Despite this remarkable performance, the country faces a number of structural challenges, such as a shrinking labour force, substantial regional disparities and low employment rates among vulnerable population groups. About one-quarter of 15-64 year-olds in Estonia were weakly attached to the labour market in 2018, i.e. they were potentially available for work but did not work at all or were working in jobs that were low paid, temporary or intermittent. The economic consequences of the COVID-19 outbreak have further exacerbated some of these challenges, at least temporarily. The unemployment rate rose to 7.8% in the third quarter of 2020, an increase of 3.8 percentage points in comparison with the third quarter of 2019, with larger increases among youth and low-skilled.
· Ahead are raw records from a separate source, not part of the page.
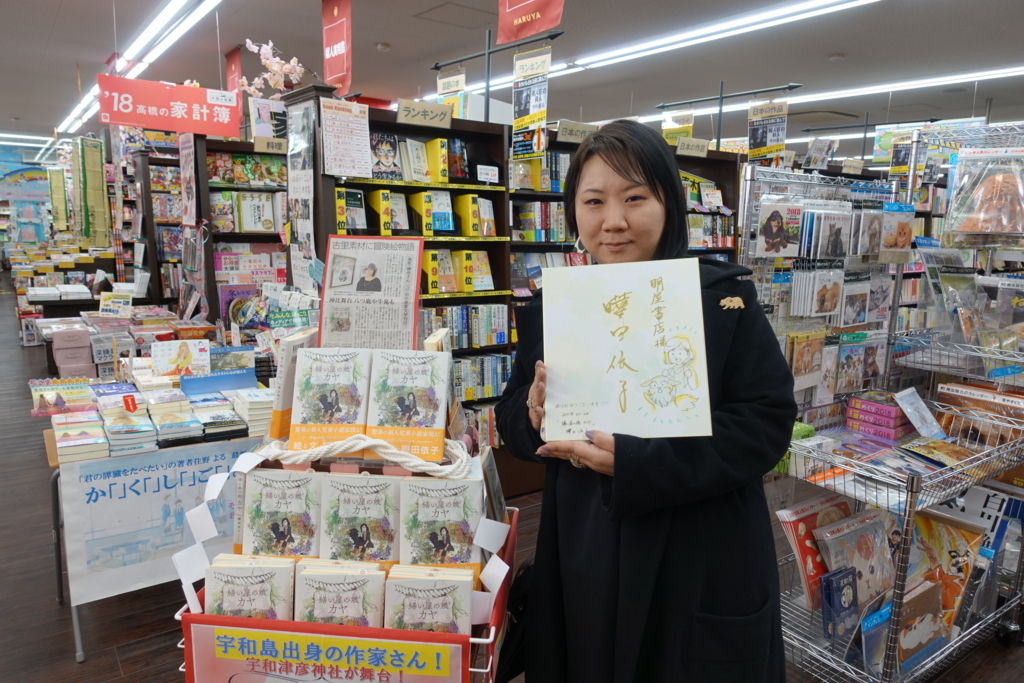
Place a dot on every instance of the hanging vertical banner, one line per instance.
(232, 68)
(186, 152)
(337, 15)
(766, 129)
(518, 18)
(529, 103)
In this context, ensuring a well-functioning and effective system of active labour market policies (ALMPs) will play an important role in paving the way for sustained and successful labour market outcomes in the recovery from the COVID crisis and beyond. This review focuses on the institutional and regulatory set-up of ALMP provision in Estonia, the outreach strategies and the support provided to people weakly attached to the labour market. Its objective is to provide an assessment of the system of ALMP provision, identify challenges and make recommendations. It draws on consultations with the relevant stakeholders, an analysis of the institutional and regulatory setup of ALMP provision and a number of relevant examples and good practices from other countries. A substantial part of the review is based on the analysis of rich linked administrative data. This unique data set that was compiled specifically for this review comprises extensive individual-level information on employment, income, health, socio-economic background, contact with the public employment service and access to ALMPs for Estonia’s entire population. It provides important insights on people’s attachment to the labour market and common labour market obstacles they face. Most importantly, it can be used to match the employment barriers individuals face with the ALMPs provided to them.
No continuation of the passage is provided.